Der Fall lässt die Diskussion über Gewalt gegen Frauen und den grassierenden Sexismus in der türkischen Gesellschaft wieder hochkommen. Im Schnitt wird fast jede zweite Frau in der Türkei Opfer von Gewalt in der Ehe und die Türkei hat eine der höchsten Vergewaltigungsraten in Europa. Bei Gewaltverbrechen und Morden an sexuellen Minderheiten gar die höchste. Dabei wird diese Gewalt meist gar nicht bis nur minimal geahndet. Das gilt umso mehr für Staatsbedienstete: Der türkischen Statistikbehörde TÜİK zufolge gab es allein zwischen 1998 und 2013 409 Gerichtsprozesse wegen Vergewaltigung gegen männliche Polizisten, Soldaten und Sicherheitskräfte. Nicht ein einziger wurde bestraft.

Gleichzeitig steigt die Zahl der Morde, die an Frauen begangen werden, in erschreckendem Maße. Der Organisation „Kadın Cinayetlerini Durduracağız“ („Wir werden Frauenmorde stoppen“) zufolge wurden 2011 in der Türkei 121 Frauen von Männern ermordet. 2013 waren es der Statistik zufolge schon 237, fast doppelt so viele. 2016 waren es dem jüngsten Jahresbericht zufolge: 328. Ähnlich sieht die Entwicklung bei Vergewaltigungen und anderen Gewaltdelikten gegen Frauen aus.

Viele Frauenrechtsaktivistinnen und -aktivisten geben der Regierung mindestens eine Mitschuld an diesem Anstieg.

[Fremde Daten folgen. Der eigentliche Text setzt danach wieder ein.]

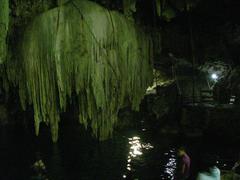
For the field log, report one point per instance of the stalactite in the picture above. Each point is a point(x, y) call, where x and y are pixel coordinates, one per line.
point(83, 48)
point(4, 21)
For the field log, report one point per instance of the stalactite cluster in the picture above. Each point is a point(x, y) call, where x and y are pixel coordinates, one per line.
point(85, 49)
point(4, 21)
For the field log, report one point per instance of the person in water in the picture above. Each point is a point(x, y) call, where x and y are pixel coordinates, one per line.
point(184, 164)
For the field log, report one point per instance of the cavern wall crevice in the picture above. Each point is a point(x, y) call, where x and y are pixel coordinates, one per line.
point(82, 48)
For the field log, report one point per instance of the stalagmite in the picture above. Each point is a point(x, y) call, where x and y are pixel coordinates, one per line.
point(4, 20)
point(82, 48)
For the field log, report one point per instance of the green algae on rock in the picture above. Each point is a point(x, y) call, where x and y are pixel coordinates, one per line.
point(82, 48)
point(4, 21)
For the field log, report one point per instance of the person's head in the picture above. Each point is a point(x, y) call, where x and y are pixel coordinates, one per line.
point(181, 151)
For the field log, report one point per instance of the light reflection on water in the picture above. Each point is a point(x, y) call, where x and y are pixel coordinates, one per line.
point(136, 149)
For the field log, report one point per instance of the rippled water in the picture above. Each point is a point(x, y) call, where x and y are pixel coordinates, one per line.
point(138, 153)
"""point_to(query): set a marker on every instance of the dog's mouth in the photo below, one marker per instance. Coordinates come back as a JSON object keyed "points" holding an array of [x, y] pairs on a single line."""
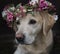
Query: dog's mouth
{"points": [[21, 41]]}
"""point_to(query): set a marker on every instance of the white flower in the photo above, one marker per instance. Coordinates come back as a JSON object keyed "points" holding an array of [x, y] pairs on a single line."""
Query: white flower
{"points": [[12, 8]]}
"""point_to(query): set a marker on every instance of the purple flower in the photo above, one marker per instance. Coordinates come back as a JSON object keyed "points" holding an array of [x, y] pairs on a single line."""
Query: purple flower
{"points": [[9, 16], [43, 4]]}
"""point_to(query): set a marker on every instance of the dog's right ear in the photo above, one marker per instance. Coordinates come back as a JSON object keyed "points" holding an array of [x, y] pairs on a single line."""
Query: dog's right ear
{"points": [[48, 22]]}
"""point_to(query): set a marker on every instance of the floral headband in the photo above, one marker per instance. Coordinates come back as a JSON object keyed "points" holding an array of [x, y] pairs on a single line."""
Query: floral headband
{"points": [[10, 12]]}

Das gesellschaftliche Klima, das die AKP und ihre Anhänger forcieren, sowie das antiquierte Frauenbild, das sie fördern, trage dazu bei, dass Frauen in ihrer Selbstbestimmung immer weiter eingeschränkt und selbst Vergewaltigungen von vielen Männern als Kavaliersdelikte betrachtet werden. Immer wieder schockieren einzelne Fälle, die aus der schier endlosen Masse herausstechen, die türkische Öffentlichkeit und sorgen – zumindest in einigen Milieus – für erneute Diskussionen. Sei es der Fall der Studentin Özgecan Aslan, die von einem Dolmuş-Fahrer vergewaltigt und ermordet wurde und dessen Vater ihm noch half, die Leiche zu beseitigen. Sei es die bestialische Ermordung der LGBT-Aktivistin Hande Kader in Istanbul. Oder sei es „nur“ der Fall von Ayşegül Terzi, der 23-jährigen Krankenschwester, der ein Angreifer in einem voll besetzten Bus ins Gesicht getreten hat, weil sie kurze Hosen trug.

Auch dieser letzte Fall wird die Entwicklung der türkischen Gesellschaft zu mehr Frauenverachtung und immer weniger Akzeptanz weiblicher Emanzipation, individueller Lebensführung und sexueller Selbstbestimmung mittelfristig nicht aufhalten. Neu ist für viele Frauen nur die Gewissheit, dass man nicht mal in einem Bus einer städtischen Nahverkehrsgesellschaft noch sicher ist.